Almost three quarters of Syria’s entire chemical stockpile has been destroyed, the world’s chemical weapons watchdog said on Thursday, after another 190 tonnes of agents were incinerated in Britain.

“The OPCW confirmed today (Thursday) that 74.2 percent of Syria’s entire stockpile of chemicals has now been destroyed,” The Organization for the Prevention of Chemical Weapons said in a statement quoted by AFP.

Around 190 tons of mainly chemical precursors, used for making nerve agents and a small amount of hydrochloric acid were destroyed at a commercial facility at Ellesmere Port near the northwestern city of Liverpool, the OPCW said.

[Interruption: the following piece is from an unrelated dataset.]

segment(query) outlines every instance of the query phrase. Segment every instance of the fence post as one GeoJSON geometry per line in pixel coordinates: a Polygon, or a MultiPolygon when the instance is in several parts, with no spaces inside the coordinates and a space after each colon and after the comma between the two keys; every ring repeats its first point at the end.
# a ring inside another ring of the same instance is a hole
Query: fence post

The chemicals made up around 15 percent of the stockpile removed from Syria.

Last month the OPCW announced that all 1,300 tons of chemicals removed from Syria in an international maritime operation had been delivered to destruction facilities outside the war-torn country.

The remaining 600 tons of Syria’s declared chemical arsenal was being destroyed on board a U.S. military ship, the Cape Ray.

The Pentagon said two weeks ago that American specialists have so far neutralized about a quarter of the chemical DF, a precursor to make lethal Sarin gas.

Syria signed up to an international plan to destroy its chemical stockpile after the outcry that followed chemical attacks by the Damascus regime in August last year that may have killed as many as 1,400 people.

Even as the operation to destroy the chemical weapons was going on, there have been reports by local activists that President Bashar Al-Assad’s regime had used chlorine weapons against civilians.

Syria has emphatically denied that it had carried out chlorine gas attacks against civilians, but U.S. Secretary of State John Kerry said that he had seen “raw data” indicating that the Syrian government has indeed done so.